The mandala creation started yet again, this time using found/collected items from nature in an even mix of various states of decay and life/bloom. Once again, the objects were placed one-by-one in process, by the end having created the full mandala, only this time, the mandala was left in full, intact as the lights, music and projections faded.

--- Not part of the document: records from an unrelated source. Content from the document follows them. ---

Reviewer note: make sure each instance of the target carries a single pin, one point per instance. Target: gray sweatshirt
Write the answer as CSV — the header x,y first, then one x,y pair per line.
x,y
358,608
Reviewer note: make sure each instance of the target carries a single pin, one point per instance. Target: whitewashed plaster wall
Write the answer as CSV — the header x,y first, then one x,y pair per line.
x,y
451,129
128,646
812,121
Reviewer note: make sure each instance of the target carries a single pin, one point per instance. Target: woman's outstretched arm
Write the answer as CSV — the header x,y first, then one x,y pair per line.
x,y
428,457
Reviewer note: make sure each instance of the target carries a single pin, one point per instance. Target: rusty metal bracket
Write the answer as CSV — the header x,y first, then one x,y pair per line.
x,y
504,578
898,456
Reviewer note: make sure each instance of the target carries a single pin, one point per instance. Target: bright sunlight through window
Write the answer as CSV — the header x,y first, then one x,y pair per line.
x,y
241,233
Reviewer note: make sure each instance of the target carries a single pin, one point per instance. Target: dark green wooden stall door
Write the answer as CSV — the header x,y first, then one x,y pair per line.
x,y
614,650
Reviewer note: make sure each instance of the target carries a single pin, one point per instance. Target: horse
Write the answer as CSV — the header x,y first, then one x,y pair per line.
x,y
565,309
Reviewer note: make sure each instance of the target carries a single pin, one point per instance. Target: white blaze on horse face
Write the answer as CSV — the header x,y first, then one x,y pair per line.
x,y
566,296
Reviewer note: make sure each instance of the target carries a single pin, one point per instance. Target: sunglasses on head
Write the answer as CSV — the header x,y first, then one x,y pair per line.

Impermanence: Love, Hope, Vote
In addition to the nightly performance, we were asked to activate the building for the duration of the evening – roughly 1.5 hours before our performance began. We created a looping video that repeated for 1.5 hours and also post-show. Given the performance was in an election year right during the pandemic, right before the national election and that the politics and mores of our country were at such a dividing point, we wanted to create a message that spoke to a few things. First and foremost: a reminder to all American citizens viewing the artwork who were of legal, voting age to fulfil their most sacred duties as a citizen – the right to vote. Given such a divided spectrum of views, we also wanted to remind people that an act of voting should be of hope and also one of love. The background colors of red, white and blue were meant to be patriotic, while the purple was meant to invoke unity.